Results: Sixteen patients had idiopathic and 2 had diabetic gastroparesis. A laparoscopic Heineke-Mikulicz pyloroplasty using running absorbable suture was performed in 16 patients. A laparoscopic assisted flexible trans-oral endoscopic circular stapler was used in 2 patients. Prokinetic use was significantly reduced from 89% to 28% (p=0.0005). The mean GES time to empty half of a radio-labeled meal (T1/2) decreased from 392 minutes to 108 minutes (p=0.004). Significant improvements in the symptom severity score were seen at one and three months for vomiting (p=0.002), bloating (p=0.008), and abdominal pain (p=0.05). Trend toward improvement were noted for symptom severity score of nausea (p=0.059). No leaks were identified. One patient underwent a negative laparoscopic re-exploration due to biochemical suspicion of a leak. One patient developed transient obstruction requiring gastric decompression. This resolved by 3 months with resolution of all symptoms. The average length of stay was 3.67 days. Overall, 73% of patients’ indicated that they saw improvement by the time of one month follow-up.

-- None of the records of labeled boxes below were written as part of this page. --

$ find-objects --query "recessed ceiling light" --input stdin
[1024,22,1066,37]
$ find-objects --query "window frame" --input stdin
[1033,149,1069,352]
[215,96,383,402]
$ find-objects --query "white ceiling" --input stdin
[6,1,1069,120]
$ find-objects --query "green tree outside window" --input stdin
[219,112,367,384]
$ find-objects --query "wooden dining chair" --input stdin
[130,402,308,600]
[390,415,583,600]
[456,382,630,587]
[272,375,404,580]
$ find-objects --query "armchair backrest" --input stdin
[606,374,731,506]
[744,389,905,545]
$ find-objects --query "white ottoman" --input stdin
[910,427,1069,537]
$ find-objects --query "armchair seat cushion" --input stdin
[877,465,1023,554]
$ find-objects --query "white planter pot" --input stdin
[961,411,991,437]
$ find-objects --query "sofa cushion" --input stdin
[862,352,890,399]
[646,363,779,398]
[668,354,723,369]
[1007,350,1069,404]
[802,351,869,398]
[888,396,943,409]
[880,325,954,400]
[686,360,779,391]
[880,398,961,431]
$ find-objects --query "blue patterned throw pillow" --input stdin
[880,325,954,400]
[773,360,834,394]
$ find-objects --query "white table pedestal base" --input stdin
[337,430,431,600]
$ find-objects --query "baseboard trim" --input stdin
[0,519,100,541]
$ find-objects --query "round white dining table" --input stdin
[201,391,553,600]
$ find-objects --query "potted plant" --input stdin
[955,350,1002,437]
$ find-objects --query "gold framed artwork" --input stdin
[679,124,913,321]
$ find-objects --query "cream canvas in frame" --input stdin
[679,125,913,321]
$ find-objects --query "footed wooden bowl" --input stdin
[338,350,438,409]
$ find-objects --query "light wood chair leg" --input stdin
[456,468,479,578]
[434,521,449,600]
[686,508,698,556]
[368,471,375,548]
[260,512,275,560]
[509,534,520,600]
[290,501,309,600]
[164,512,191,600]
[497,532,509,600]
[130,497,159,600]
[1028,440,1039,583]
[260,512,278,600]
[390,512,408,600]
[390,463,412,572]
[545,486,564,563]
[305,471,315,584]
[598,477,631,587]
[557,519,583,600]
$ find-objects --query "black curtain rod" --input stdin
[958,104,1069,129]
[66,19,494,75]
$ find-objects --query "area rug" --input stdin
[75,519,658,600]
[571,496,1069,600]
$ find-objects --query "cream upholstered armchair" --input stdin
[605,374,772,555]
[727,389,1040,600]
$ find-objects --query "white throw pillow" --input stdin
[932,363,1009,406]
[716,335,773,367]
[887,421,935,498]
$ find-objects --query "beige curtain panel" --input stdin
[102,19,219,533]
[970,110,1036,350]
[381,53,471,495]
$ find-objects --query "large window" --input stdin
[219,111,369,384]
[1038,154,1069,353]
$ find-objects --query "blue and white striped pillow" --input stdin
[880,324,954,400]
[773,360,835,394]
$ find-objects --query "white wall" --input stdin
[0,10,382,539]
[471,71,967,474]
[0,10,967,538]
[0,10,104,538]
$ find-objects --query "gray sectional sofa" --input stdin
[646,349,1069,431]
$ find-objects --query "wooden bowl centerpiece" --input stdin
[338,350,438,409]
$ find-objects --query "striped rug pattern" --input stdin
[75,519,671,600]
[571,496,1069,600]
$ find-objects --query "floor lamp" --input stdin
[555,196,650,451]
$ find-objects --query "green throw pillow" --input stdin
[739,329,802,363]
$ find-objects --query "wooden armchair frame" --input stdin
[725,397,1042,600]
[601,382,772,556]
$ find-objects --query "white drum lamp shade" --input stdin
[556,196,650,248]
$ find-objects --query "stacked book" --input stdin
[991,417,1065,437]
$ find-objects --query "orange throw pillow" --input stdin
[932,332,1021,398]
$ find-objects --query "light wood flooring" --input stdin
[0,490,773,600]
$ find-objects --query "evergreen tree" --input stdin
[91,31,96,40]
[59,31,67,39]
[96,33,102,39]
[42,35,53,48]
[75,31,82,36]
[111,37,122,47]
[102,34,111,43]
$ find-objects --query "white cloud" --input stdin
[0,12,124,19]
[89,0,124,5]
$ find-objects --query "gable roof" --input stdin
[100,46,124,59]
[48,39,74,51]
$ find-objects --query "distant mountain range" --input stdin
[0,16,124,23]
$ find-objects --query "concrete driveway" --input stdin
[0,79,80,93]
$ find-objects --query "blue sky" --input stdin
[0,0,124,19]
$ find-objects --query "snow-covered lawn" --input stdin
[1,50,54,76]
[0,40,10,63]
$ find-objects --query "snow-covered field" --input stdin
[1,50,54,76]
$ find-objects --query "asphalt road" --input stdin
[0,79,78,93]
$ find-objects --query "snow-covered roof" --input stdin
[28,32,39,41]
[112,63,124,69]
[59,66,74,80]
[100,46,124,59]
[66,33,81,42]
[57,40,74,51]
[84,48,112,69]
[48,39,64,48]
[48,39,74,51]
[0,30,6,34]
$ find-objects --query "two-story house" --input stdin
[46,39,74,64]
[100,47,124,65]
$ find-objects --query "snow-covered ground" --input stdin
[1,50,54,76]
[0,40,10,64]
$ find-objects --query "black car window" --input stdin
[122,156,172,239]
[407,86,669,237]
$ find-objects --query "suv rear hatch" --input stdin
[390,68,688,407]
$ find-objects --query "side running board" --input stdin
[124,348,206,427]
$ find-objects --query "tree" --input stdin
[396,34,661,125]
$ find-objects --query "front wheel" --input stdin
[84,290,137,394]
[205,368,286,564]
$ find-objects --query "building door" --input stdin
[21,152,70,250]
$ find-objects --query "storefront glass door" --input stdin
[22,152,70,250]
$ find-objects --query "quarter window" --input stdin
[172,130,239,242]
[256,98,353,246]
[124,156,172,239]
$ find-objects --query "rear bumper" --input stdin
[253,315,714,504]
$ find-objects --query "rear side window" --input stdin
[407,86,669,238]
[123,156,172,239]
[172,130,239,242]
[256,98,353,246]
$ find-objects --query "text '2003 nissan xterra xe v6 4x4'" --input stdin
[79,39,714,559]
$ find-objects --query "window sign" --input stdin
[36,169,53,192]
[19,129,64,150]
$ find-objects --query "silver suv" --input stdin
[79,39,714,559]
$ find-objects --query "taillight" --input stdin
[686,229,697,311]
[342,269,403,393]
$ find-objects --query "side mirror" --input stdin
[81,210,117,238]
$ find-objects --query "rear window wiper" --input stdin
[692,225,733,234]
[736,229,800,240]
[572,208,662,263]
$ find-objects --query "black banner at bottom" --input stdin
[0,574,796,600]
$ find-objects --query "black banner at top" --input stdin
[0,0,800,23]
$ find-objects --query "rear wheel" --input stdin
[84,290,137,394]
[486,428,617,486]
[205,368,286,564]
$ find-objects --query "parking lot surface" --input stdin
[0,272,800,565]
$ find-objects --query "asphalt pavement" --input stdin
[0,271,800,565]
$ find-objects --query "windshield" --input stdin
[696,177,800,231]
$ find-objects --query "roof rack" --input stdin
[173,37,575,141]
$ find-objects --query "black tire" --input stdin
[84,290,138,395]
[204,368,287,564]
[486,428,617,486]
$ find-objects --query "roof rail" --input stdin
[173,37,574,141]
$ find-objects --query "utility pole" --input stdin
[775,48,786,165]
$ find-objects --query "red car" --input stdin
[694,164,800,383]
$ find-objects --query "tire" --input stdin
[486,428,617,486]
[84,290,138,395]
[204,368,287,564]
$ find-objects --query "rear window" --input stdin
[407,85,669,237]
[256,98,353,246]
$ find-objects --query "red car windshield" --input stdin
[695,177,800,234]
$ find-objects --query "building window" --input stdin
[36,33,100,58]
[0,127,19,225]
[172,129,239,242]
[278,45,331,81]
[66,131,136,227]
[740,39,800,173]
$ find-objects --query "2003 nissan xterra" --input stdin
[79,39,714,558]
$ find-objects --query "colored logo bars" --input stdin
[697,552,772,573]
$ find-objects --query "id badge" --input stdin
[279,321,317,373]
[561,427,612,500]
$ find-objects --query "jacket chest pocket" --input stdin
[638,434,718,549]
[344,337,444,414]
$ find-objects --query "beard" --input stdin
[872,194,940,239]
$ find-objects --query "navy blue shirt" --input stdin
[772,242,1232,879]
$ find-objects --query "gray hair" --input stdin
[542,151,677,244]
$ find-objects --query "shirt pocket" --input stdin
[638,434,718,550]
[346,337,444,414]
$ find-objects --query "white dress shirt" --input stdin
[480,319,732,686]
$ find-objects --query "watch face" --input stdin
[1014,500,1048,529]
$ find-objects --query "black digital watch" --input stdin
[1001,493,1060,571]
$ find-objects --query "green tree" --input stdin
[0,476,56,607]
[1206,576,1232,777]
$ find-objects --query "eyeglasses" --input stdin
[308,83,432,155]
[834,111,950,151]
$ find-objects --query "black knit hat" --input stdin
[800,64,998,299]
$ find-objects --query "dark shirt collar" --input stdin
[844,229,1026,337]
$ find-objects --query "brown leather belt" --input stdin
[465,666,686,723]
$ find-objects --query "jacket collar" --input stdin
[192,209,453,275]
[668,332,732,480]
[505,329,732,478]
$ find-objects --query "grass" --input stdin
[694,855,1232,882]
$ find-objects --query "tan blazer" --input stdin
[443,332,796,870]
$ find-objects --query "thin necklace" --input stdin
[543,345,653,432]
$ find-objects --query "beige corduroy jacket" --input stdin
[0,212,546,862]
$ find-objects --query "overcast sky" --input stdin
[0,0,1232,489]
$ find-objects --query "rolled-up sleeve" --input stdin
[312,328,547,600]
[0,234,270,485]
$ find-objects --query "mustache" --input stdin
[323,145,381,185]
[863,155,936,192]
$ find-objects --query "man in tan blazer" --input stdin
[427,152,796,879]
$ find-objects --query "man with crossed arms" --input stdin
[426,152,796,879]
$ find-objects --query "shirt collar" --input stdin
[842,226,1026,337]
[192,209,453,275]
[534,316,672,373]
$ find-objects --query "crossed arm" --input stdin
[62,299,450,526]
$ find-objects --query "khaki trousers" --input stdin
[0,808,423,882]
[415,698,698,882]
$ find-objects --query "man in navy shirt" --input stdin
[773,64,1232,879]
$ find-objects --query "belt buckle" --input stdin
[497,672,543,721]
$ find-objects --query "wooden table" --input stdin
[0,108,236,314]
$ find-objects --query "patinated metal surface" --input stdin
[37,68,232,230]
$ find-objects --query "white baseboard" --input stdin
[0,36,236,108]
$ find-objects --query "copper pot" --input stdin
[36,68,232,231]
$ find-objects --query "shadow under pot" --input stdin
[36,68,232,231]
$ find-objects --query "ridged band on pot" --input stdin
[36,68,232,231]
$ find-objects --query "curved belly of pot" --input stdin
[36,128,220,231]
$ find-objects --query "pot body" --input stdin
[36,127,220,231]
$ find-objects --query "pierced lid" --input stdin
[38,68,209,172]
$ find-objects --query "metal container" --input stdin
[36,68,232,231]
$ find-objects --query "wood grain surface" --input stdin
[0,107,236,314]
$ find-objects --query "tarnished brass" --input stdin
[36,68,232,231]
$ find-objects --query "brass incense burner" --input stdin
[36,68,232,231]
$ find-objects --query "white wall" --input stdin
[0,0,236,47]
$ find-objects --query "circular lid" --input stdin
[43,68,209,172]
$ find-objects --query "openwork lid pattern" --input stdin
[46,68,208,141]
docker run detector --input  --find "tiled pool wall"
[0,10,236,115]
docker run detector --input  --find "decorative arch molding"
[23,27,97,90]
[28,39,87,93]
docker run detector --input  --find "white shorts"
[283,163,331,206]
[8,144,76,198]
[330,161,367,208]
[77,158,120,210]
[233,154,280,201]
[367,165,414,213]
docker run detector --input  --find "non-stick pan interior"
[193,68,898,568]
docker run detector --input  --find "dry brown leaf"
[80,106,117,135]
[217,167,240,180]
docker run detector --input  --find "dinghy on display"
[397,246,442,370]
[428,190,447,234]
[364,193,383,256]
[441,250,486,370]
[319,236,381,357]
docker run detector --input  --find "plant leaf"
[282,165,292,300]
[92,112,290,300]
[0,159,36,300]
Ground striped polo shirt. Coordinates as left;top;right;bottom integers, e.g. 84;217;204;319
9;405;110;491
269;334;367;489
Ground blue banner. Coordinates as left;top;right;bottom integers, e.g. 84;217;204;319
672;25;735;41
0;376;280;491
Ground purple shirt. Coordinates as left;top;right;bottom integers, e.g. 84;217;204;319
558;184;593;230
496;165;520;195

Conclusion: Gastroparesis is chronic disease with limited treatment options. Referrals to surgeons are increasing as medical options diminish. Minimally invasive pyloroplasty provides excellent outcomes in this group of patients and should be considered as a primary treatment as it is effective and does not eliminate the option for additional surgical options in the future for refractory disease. With technological advancements, a totally endoscopic pyloroplasty may be a less invasive option.